If anyone has any suggestions on this topic, please comment or tweet or email me!
On page 10 of the PCI DSS v2.0 document, before the actual requirements, there is a section on determining the scope of an assessment, which includes these lines:
The first step of a PCI DSS assessment is to accurately determine the scope of the review. At least annually and prior to the annual assessment, the assessed entity should confirm the accuracy of their PCI DSS scope by identifying all locations and flows of cardholder data and ensuring they are included in the PCI DSS scope. To confirm the accuracy and appropriateness of PCI DSS scope, perform the following:
- The assessed entity identifies and documents the existence of all cardholder data in their environment, to verify that no cardholder data exists outside of the currently defined cardholder data environment (CDE)…
The key word in that whole part is that pesky, “should.” Changing that word would make this an unnumbered unrequirement. In my case, my particular QSA has opted to make this a requirement of the scope, i.e. I need to scan my entire network for stray bits of cardholder data.
Let me say I completely agree with this need. There is everything to gain from a scan like this. And not only should it be necessary, but having the ability to perform a scan like this would mean being able to leverage it for other purposes, like client-specific data, porn (conditionally), or anything else hiding in places it shouldn’t.

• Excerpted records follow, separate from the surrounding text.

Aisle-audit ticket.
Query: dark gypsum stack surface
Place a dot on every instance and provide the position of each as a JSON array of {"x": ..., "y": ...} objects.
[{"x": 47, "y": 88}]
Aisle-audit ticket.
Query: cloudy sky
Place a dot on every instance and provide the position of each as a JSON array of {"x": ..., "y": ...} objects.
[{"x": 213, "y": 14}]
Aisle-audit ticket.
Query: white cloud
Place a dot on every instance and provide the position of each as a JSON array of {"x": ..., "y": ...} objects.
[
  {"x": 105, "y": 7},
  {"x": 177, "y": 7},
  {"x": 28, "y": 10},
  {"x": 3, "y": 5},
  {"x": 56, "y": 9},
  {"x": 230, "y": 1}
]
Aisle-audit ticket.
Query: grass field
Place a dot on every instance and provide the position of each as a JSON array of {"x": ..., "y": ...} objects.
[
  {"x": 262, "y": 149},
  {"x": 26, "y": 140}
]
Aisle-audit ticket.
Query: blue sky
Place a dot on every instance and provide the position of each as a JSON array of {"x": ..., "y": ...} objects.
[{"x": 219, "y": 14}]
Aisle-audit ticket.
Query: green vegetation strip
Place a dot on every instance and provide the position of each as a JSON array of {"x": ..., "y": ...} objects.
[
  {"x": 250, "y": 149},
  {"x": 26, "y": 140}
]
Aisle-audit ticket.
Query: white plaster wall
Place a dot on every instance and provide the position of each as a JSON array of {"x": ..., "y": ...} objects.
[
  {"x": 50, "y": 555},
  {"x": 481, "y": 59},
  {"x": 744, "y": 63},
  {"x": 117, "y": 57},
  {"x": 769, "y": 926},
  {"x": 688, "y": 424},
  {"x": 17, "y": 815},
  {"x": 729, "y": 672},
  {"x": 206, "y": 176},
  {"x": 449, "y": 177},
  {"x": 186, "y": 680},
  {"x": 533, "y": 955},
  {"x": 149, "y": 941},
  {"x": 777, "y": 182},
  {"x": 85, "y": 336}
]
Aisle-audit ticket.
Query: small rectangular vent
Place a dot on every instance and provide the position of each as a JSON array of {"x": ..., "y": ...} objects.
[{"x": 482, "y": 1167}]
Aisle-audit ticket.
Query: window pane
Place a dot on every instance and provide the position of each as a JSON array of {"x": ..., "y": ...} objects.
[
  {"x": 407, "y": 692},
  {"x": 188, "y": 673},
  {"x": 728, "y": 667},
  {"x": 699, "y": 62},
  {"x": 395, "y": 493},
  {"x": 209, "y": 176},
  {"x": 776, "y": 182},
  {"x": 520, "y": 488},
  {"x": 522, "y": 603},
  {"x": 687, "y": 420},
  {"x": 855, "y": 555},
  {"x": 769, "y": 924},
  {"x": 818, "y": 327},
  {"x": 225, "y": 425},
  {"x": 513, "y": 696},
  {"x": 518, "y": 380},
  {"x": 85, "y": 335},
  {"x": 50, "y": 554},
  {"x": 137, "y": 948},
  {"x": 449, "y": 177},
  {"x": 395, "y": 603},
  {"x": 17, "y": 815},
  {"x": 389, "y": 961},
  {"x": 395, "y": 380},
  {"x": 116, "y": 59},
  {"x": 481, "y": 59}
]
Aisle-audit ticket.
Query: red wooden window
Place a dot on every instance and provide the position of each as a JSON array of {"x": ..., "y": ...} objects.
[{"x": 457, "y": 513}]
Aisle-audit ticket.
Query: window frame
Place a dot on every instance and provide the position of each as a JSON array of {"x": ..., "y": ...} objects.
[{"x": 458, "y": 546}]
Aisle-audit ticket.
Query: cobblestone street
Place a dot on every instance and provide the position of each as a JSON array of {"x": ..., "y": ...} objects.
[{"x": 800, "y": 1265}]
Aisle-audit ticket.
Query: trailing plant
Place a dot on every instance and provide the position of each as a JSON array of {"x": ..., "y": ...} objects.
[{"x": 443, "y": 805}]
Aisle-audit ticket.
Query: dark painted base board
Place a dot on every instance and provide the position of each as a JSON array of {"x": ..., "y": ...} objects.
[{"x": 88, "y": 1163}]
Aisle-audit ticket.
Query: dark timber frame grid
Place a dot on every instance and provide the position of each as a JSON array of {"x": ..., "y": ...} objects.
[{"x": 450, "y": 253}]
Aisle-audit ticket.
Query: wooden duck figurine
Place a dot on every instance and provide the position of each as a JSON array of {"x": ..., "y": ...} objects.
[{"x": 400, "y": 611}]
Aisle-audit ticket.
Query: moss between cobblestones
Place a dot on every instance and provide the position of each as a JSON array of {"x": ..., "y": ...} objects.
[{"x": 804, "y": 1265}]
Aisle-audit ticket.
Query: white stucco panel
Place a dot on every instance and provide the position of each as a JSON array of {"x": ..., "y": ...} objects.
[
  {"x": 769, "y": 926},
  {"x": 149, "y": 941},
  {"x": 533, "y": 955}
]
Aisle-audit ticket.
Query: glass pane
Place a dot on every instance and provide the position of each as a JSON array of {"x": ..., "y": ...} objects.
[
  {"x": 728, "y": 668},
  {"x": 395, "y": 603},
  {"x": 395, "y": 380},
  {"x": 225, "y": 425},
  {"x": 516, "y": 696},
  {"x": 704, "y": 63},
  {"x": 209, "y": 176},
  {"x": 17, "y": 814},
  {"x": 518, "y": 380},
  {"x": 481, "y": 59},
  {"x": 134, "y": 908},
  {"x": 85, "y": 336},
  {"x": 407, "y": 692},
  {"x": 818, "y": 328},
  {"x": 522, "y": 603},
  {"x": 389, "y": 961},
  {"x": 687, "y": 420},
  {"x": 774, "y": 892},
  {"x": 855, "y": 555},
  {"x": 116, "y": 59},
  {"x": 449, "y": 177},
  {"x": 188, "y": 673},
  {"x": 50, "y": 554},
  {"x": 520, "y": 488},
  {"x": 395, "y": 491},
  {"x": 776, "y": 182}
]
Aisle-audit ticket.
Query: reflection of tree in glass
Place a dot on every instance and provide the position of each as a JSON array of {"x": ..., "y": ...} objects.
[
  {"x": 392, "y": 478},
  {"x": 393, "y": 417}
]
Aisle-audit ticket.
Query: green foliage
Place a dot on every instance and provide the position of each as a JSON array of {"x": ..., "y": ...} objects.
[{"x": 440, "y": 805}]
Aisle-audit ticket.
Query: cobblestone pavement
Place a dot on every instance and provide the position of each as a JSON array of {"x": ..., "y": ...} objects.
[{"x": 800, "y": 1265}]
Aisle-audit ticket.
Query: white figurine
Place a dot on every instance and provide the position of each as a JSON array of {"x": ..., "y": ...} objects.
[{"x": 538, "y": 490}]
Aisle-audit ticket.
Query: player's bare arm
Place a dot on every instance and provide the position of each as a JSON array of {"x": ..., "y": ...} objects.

But, this isn’t a small deal (windows servers, linux servers, file servers, encoded files, databases, workstations, email servers…), and I don’t actually know of any tools to actually do all of this short of buying into a DLP product whose first phase of implementation probably involves exactly this task: scan everything to see what needs protecting. That’s a heavy pill (full DLP licensing cost) to swallow for just one task (the initial scan). I’m actuall quite amazed that DLP providers aren’t yet offering this as a standalone service/product.
I have stuck my fingers into a few tools, and so far none are satisfactory. Disclaimer: I have only done *extremely* limited testing, and have not even begun to tackle the database aspect.
PANBuster recently hit the blog posts, though everyone regurgitates the same old intro blurbs without any real details. PANBuster is a small non-installed exe file that you can run on the command line of a system and it will scan a target file or path for PAN data. The scan is quicker and more lightweight then other options. But the results haven’t been all that exciting as I find more hits with other tools (both false and potential positives). The biggest drawback, however, is the lack of any UNC or network path support. Extreme bummer. Scripting would probably mean interrogating servers for all physical drives, and remote execing the install file. Really messy.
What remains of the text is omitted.